# Filters for a 10 gal tank?



## dwalstad (Apr 14, 2006)

Hello Folks,

Here's a letter on choosing filters for a 10 gal tank that I just received:

"I was hoping to find a better method of circulating water in my tank since I now have an aqua clear HOB filter in my 30 gallon. I want something that doesn't agitate the water and make so much noise. Also I want to get more fish so I thought I would just set up an extra planted ten gallon tank (maybe as a quarantine tank for now and then maybe Ill just keep it with fish later on too.) It's mainly going to be a test for the soil that I want to add to the 30 gallon (after I take it apart and start over).

I don't want to use a HOB filter but I'm not sure what I need to set up the new tanks. Is the smallest Quick Filter enough to circulate the water in both tanks. Is it best to just use a submersible pump that circulates the water and no filter at all?"

Dear Hobbyist,

I agree with the noise of some HOBs. Also, the HOBs with their spillways make it hard to grow floating plants. The Quick Filter I use is way too big for a 10 gal. A submersible pump will blow everything out of the water.

What to do?

Since the plants and soil bacteria are going to do the main bio-filtering for you, you have several options. You could go with an air-pump and inexpensive corner box filter. This is nice in case you have to add activated charcoal to get rid of tannins. The other thing you could use is just an air-pump and air-stone.

I'm tempted to say use nothing (and my next thread will be on this). However, because this tank will contain soil, you probably will need some aeration for the first few months to keep your fish happy. [As bacteria decompose the fresh organic matter, they will pull oxygen out of the water (my book, p. 73).]

As time goes on and the plants really start cranking out oxygen, you may be able to decrease the aeration.

The smallest size Aqua-Clear submerged pump and Quick Filter would be fine for the 30 gal.


----------



## Red_Rose (Mar 18, 2007)

Before I added my AquaClear 20 to my 10g tank, I too was concerned about water agitation and the current moving the floating plants around but there is a way to set things up so you can still use a HOB without it moving the floaters around but the amount of water coming out of the filter will be lessened even with the flow being on the highest setting.

The reason I made these adjustments was mainly for my betta but everything seemed to have benefited from it as well.

First, I had bought two extra sponge blocks for the filter I have. I then cut a small hole into one of the blocks so I could put it on the end of the extension tube so my betta wouldn't tear up his fins and then I had cut about 1/4 of the other block and placed it inside the extension tube at the top so I can easily remove it to clean it out. Then, I had put a plastic bottle baffle on the outflow of the filter to help kill the current. The water lands on the plastic so it's not crashing down into the water causing a lot of agitation.

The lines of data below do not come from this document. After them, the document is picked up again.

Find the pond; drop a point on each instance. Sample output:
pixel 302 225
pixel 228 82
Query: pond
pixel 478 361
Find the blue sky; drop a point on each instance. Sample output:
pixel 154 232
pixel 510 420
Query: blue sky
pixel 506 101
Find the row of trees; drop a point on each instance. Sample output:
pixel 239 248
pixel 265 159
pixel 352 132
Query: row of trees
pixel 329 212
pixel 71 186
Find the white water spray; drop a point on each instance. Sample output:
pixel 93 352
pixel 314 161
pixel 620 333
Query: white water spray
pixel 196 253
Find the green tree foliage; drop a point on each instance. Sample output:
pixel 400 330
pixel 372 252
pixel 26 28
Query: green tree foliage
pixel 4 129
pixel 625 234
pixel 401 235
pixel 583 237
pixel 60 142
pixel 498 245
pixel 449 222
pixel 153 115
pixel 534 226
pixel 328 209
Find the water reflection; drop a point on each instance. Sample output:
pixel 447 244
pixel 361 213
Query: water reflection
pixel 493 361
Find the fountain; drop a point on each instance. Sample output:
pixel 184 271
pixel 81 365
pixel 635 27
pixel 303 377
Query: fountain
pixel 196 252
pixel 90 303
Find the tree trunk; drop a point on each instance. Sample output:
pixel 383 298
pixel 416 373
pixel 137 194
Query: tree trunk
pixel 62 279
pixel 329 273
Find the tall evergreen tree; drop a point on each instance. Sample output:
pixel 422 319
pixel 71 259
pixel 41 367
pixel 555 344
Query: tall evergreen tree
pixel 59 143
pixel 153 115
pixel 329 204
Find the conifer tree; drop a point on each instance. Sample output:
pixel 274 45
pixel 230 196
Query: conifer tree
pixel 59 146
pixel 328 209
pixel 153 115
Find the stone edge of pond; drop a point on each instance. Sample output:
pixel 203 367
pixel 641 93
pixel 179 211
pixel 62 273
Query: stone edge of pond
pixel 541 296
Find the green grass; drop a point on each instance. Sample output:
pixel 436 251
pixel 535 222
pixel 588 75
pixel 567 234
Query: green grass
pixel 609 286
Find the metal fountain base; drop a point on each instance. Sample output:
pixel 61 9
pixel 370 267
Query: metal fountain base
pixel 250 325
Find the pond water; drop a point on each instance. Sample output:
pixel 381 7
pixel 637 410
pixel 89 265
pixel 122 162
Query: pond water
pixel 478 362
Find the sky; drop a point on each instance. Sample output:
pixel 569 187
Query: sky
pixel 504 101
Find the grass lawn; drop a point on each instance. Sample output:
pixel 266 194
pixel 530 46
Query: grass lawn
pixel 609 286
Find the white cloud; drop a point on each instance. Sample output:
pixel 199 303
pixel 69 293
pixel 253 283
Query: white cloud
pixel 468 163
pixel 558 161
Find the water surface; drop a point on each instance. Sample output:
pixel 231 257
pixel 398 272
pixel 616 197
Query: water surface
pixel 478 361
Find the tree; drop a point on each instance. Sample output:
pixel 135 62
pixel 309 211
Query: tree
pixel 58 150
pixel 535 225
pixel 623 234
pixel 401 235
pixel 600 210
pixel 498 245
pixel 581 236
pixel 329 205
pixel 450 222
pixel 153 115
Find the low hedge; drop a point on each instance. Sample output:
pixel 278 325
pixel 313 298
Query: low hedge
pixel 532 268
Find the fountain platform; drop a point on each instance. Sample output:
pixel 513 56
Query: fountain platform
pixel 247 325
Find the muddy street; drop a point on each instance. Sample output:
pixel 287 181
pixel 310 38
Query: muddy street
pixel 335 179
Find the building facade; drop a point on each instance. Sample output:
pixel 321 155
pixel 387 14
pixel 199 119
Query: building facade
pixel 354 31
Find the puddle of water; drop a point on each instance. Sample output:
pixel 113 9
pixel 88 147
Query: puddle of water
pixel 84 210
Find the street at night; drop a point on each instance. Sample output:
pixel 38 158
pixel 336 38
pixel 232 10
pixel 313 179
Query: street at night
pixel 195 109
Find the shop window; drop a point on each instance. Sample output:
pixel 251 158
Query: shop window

The water's surface now slightly moves around and it doesn't even move any of the floaters and my betta can actually handle the water movement. The only thing that moves any of my floating plants around is my Brigs when they are on them through the night.


----------



## owenj (Jan 8, 2008)

You could also try the Fluval Internal filter.  I think the 10gal version is 1+. I have one in my 10gal planted tank & it works great.
~Jaime


----------



## aquabillpers (Apr 13, 2006)

If your objective is just to circulate the water, an air hose with a moderate bubble rate works for me. The temperature throughout the tank is the same, and the mild surface movement increases oxygen absorption from the atmosphere.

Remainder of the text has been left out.